For the first time since coal’s initial decline, railroads like CSX are making relatively permanent decisions to reduce their network in response to long-term trends. Arguably, the decision to trim assets isn’t shortsighted, but a well-thought out strategic decision that could have happened pre-PSR without any real impact to velocities.
Expect more thoroughly examined changes as CSX, Norfolk Southern, and other coal-dependent railroads figure out what they need to serve the coal business.
CSX abandoned the former B&O mainline across southern Ohio from Parkersburg to Cincinnati, then I seem to recall that they wished they had it back. Someone correct me if I’m wrong on the second part.
Keep in mind that one of the drivers for _extending_ the use of coal was grandfathering in existing plants & allowing looser standards for emissions for them. Those exceptions are gone.
On top of it, back 2018/2019 MMBtu costs for Ng were already 50%-100% higher.
They ain’t going back to coal for generating electricity.

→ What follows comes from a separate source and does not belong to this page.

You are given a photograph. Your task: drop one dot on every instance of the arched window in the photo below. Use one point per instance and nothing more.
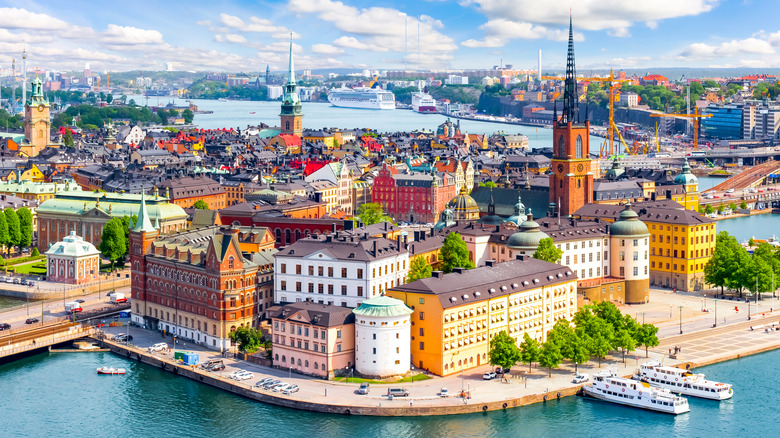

The Utilities will sell their first-born down the river for 5-cents per hundredweight. Fuel is their largest expense, and they will shift fuels in a NY Minute.

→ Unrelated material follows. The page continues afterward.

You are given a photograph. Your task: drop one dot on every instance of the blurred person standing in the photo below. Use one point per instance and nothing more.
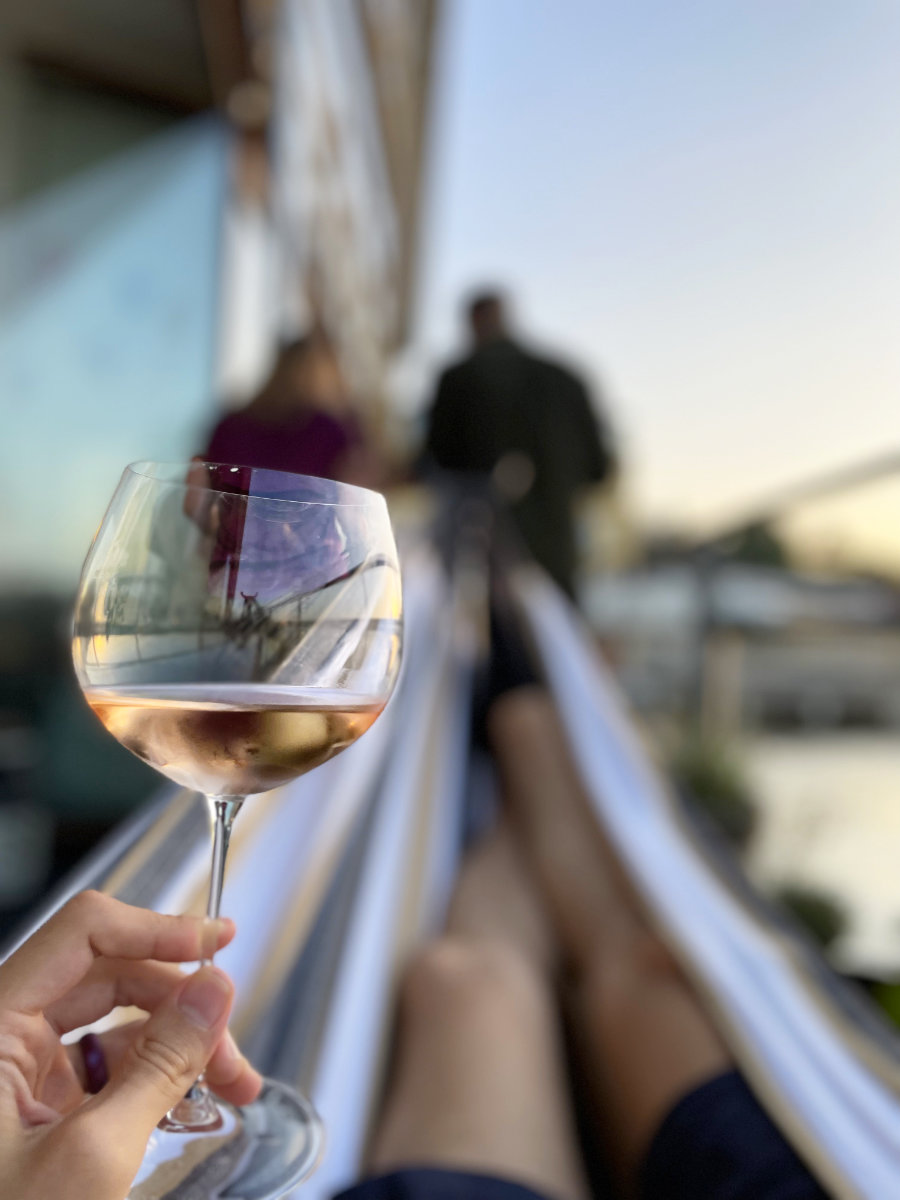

Make no hasty moves with plant. Mothball, perhaps, but not remove.
The railroads made the same mistake between 1950 and 1980, just before the demand for passenger service and increasing freight was on the rise. Back then, a lot of the ROWs were sold to private interests, eliminating future opportunities for restored routes (it’s always easier to restore what’s still there). Mark my words: PSR is not forever, right now it’s a thing. The railroads will need those defunct roadways one day.
Is this the opportunity to reconfigure lines for different and probably faster traffic?

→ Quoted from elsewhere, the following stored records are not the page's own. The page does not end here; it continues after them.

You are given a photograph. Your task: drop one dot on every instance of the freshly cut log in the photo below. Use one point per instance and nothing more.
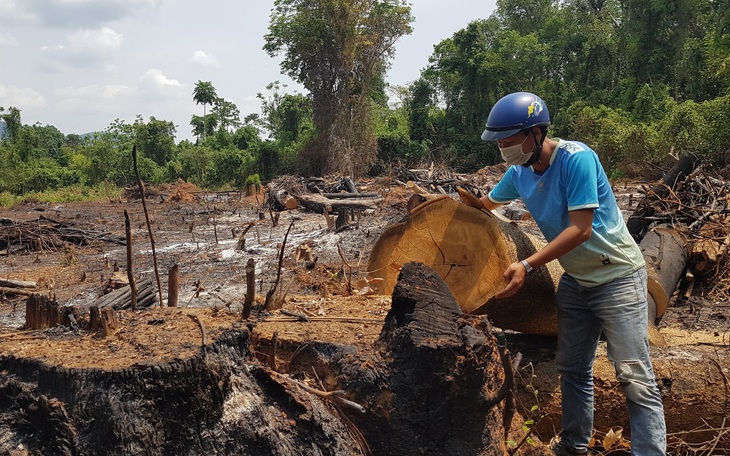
(469, 249)
(437, 380)
(666, 255)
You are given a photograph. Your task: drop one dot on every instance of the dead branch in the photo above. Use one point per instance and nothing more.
(270, 303)
(147, 219)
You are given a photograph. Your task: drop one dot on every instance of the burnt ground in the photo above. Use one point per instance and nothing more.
(199, 232)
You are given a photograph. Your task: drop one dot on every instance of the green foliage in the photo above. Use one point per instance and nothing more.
(253, 179)
(635, 80)
(338, 50)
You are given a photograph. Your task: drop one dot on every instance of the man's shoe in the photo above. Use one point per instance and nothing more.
(557, 447)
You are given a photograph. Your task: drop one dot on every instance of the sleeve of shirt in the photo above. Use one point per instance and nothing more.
(505, 190)
(581, 180)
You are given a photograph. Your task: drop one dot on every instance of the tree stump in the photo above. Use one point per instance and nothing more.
(103, 321)
(42, 313)
(470, 249)
(436, 387)
(211, 403)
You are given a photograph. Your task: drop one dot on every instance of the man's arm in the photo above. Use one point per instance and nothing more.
(488, 203)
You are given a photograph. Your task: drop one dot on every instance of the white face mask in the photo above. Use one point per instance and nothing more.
(513, 155)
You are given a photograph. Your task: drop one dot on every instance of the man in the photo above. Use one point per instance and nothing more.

As noted by some of the earlier posts, CSX and NS should proceed with caution on downsizing the tracks and sidings serving the coal industry. Oil, gas and coal prices vary and if the price of oil and gas continue to increase coal may become more competitive and demand for rail service will increase. Even though the energy markets are trying to move away from carbon based fuels to generate electricity, coal will be a required back up for years to come. I also read where China is still increasing the use of coal to generate electricity so the export market may continue to grow. As a CSX stockholder I hate to see cuts that may cause lower profits long term. This trend to grow profits at the expense of cutting capacity is a short term road to lower long term profits.
Meanwhile, back at the energy ranch, Natural Gas prices have about doubled in the last 6 months. When the price of coal vs gas becomes a little more on an even playing field, who’s going to ship the coal when the tracks are gone?
Not anymore.
https://oilprice.com/ Down today 1.13% to 3.771, been dropping markedly for a couple weeks now.
We all know how this will play out. Engineering will run simulations and determine they can remove x miles of 2nd main and y number of sidings on the branches and still get the work done smoothly. Then the ivory tower will order 2x of 2nd main removed and 3y number of sidings removed to “save even more.” Dysfunction will be the inevitable result and they will spend 3 times the projected savings in additional operating costs. Let the finger-pointing begin.
John, it would make sense if CSX and NS consolidated track in coal country. Empty westbounds could go up the steeper N&W, while loaded eastbounds could go down the gentler C&O. The Newport News coal docks could be closed in favor of the much lager Lambert’s Point in Norfolk. Coal trains coming off the C&O would have to go over the ACL between Richmond and Petersburg, then down the N&W to Norfolk. Call it Coalfield Shared Assets!
I wonder if there are possible NS-CSX track sharing consolidations that would facilitate infrastructure reductions in coal country?